Notwendigkeit einer Satzung

Aus der sich sonach aus den haushaltsrechtlichen Vorschriften der HGO 2012 ergebenden Handlungspflicht einer Gemeinde, im Falle der defizitären Haushaltslage Straßenbeiträge zu erheben, erwachse zwangsläufig das der Erfüllung dieser Pflicht vorgeschaltete Erfordernis, die rechtlichen Grundlagen für die Beitragserhebung durch Erlass einer Straßenbeitragssatzung zu schaffen; denn kommunale Abgaben dürften nur aufgrund einer Satzung erhoben werden (§ 2 KAG). Gegen diese Pflicht zum Erlass einer Straßenbeitragssatzung könne die Klägerin nicht mit Erfolg einwenden, es seien im Stadtgebiet straßenbeitragspflichtige Baumaßnahmen weder geplant noch absehbar (gewesen). Da der Klägerin die Straßenbaulast für die Gemeindestraßen obliege, erscheint es ausgeschlossen, dass in ihrem Bereich auf Dauer keine beitragsrelevanten Ausbaumaßnahmen an Straßen und deren Nebenanlagen anfallen würden, zumal unter Berücksichtigung der durchschnittlichen „Lebensdauer“ einer Straße, die rund 25 Jahre betrage. Selbst wenn zum im Streitfall maßgeblichen Zeitpunkt keine konkreten, beitragsfähigen Straßenbaumaßnahmen absehbar gewesen wären, sei die Klägerin daher verpflichtet gewesen, die Voraussetzungen für eine Beitragserhebung zu schaffen und eine entsprechende Satzungsregelung vorzuhalten.
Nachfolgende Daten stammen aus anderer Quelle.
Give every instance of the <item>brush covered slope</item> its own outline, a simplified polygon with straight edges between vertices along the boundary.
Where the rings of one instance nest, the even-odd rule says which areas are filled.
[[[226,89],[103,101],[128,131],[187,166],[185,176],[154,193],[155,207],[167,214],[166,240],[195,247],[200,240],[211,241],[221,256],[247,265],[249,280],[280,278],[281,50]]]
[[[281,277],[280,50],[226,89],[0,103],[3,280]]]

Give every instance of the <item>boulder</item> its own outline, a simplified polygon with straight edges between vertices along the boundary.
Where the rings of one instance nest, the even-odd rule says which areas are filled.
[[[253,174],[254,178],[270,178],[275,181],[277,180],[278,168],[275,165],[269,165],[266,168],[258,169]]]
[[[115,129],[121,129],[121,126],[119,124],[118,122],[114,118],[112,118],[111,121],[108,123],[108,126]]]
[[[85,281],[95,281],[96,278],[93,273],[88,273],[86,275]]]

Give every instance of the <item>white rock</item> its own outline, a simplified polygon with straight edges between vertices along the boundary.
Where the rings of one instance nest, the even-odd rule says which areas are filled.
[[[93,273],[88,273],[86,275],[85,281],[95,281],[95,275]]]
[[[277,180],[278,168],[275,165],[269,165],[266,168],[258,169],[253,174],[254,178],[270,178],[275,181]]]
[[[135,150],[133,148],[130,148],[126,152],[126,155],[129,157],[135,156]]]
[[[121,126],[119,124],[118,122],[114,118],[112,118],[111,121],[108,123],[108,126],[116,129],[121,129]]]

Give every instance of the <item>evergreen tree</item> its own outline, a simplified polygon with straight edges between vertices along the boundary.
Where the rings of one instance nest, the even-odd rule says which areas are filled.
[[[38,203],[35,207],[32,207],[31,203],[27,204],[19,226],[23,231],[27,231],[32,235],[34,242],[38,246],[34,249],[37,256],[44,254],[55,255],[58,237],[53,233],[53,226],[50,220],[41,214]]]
Kommunalaufsichtliche Anweisung

Dieser Verpflichtung sei die Gemeinde nicht nachgekommen. Zwar habe sie 2011 eine Straßenbeitragssatzung beschlossen und bekanntgemacht. Diese Satzung habe jedoch nicht den Vorgaben des Kommunalabgabengesetzes (KAG 2005) in Verbindung mit den haushaltswirtschaftlichen Pflichten der Klägerin genügt. Ihre Regelungen hätten zu einem nicht vertretbaren Einnahmenverzicht geführt. Insofern habe die Kommunalaufsicht die Gemeinde zum Erlass der Satzung anweisen können. Bei Nichterfüllung der Anweisung könne die Kommunalaufsicht im Wege der Ersatzvornahme nach § 140 HGO selbst eine Straßenbeitragssatzung erlassen.